The stay by the 9th U.S. Circuit Court of Appeals temporarily blocks an injunction in which U.S. District Judge Virginia Phillips of Riverside ordered an end to the “don’t ask, don’t tell” policy.
The temporary stay will remain in effect until the appeals court decides whether to grant a longer-term stay while the government appeals the injunction.
“The order is stayed temporarily in order to provide this court with an opportunity to consider fully the issues presented,” a three-judge panel of the court said in a one-page ruling.
The court appears likely to decide quickly on whether to grant a longer-term stay because it set a Monday deadline for a gay rights group to file opposition to a stay.

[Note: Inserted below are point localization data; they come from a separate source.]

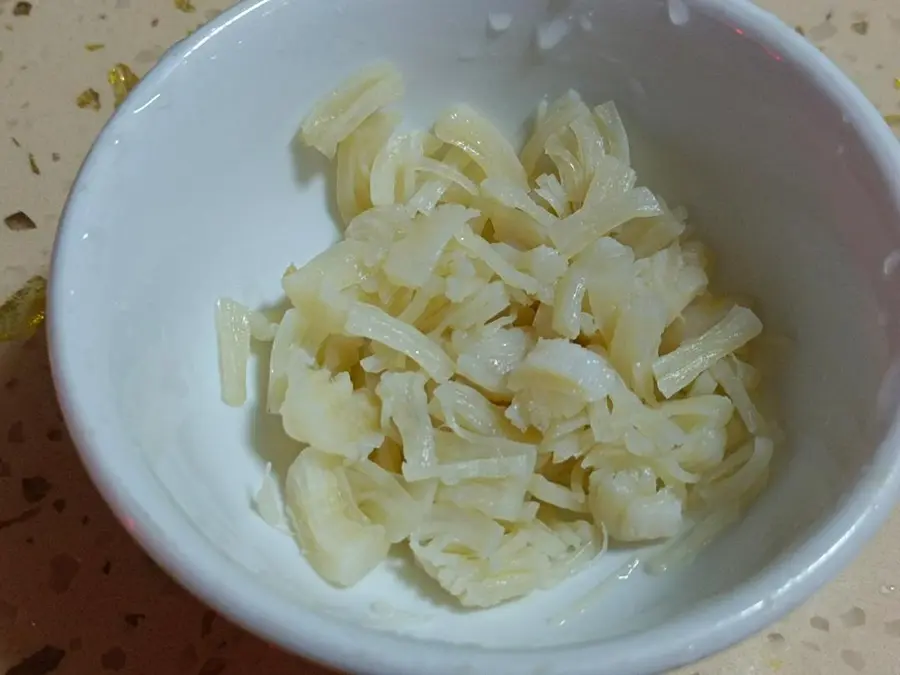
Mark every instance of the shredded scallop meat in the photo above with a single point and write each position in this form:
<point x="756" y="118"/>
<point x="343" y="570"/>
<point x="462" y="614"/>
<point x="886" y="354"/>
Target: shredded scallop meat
<point x="510" y="359"/>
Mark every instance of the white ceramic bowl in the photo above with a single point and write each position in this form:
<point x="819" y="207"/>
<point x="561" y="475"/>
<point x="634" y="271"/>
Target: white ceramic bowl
<point x="193" y="191"/>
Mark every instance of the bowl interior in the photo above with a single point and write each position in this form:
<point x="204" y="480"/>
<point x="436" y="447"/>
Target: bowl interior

The panel said it wouldn’t allow any reply to Monday’s brief in order to expedite its consideration of the bid for a longer stay. The panel did not say when it would rule on the longer-term stay.
Dan Woods, a lawyer for Log Cabin Republicans, the group that challenged the policy, said, “We view the decision as nothing more than a minor setback.”
“We expect that once the 9th Circuit has received and considered full briefing on the government’s application for a stay, it will deny that application, and the district court’s injunction…will remain in place until the appeal is finally decided,” Woods said.
The “don’t ask, don’t tell” policy, enacted in 1993, bars military officials from asking about service members’ sexual orientation, but it requires the discharge of those who declare themselves to be gay or engage in homosexual activity.
It was challenged in a lawsuit filed by Log Cabin Republicans in 2004.
On Oct. 12, Phillips issued an injunction blocking implementation of the policy, saying that it violates service members’ constitutional rights to privacy and free speech. On Tuesday night, she declined to stay her injunction.
The Justice Department then filed an emergency motion this morning seeking both a temporary stay and a long-term stay.
Government attorneys said in the brief that the Obama administration is seeking to repeal the policy, but they argued it would be disruptive to end the policy abruptly by allowing the injunction to go into effect during the appeal.
The injunction “risks causing significant immediate harm to the military and its efforts to be prepared to implement an orderly repeal of the statute,” the attorneys wrote.
The Obama administration believes that repeal of the policy “should not occur without needed deliberation, advance planning and training,” the lawyers said.
The panel that granted the stay is made up of Circuit Judges Diarmuid O’Scannlain, Stephen Trott and William Fletcher.